My first dramatic realization of such cultured disregard and cultured ignor-ance of the science of deserts came while my wife Ruth and I lived on the open desert in southern California during the summer of 1961. I was researching how animals lived in this dry, hot, and thirsty land, on a study site situated on a nearly barren alluvial fan at the mouth of Deep Canyon—a gorge whose dry river bed originated in the San Jacinto Mountains to the south. Nearly every day during those three months of summer I walked my study site, signaling to Ruth under a nearby canopy the location of individually-marked Desert Iguanas canopy at the edge of this site, as she and I entered notes on their location and behavior. Three times every hour I would walk another 15-minute round, rest for 5, continuing this during the course of the day and drinking about a liter of water an hour.1

One day I drove a few miles west of my research site to an area of blowing sand where desert dunes were being leveled by men in bulldozers.
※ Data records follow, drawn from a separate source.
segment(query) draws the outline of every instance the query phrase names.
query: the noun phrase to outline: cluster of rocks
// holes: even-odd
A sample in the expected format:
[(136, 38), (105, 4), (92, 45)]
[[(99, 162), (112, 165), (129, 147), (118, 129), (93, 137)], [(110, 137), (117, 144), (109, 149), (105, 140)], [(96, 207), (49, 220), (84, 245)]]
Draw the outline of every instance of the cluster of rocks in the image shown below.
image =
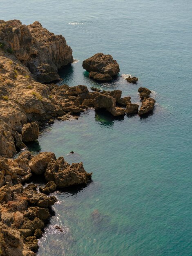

The dunes were being flattened, sprinkled from water trucks, and covered with poured concrete slabs upon which houses were being built. One end of a just-completed ranch-style house had been undercut by desert winds, had cracked in the middle, and now hung into a wind-scoured hole. Incoming residents seemingly overlooked this event, even as they complained to me that Riverside County plows came too infrequently to push drifting sand off their paved streets. Rainfall that year was two and 54/100 inches; the regional water table was dropping 1 foot per year. Surface temperatures exceeded 150 degees F nearly every day during July and August on my research site.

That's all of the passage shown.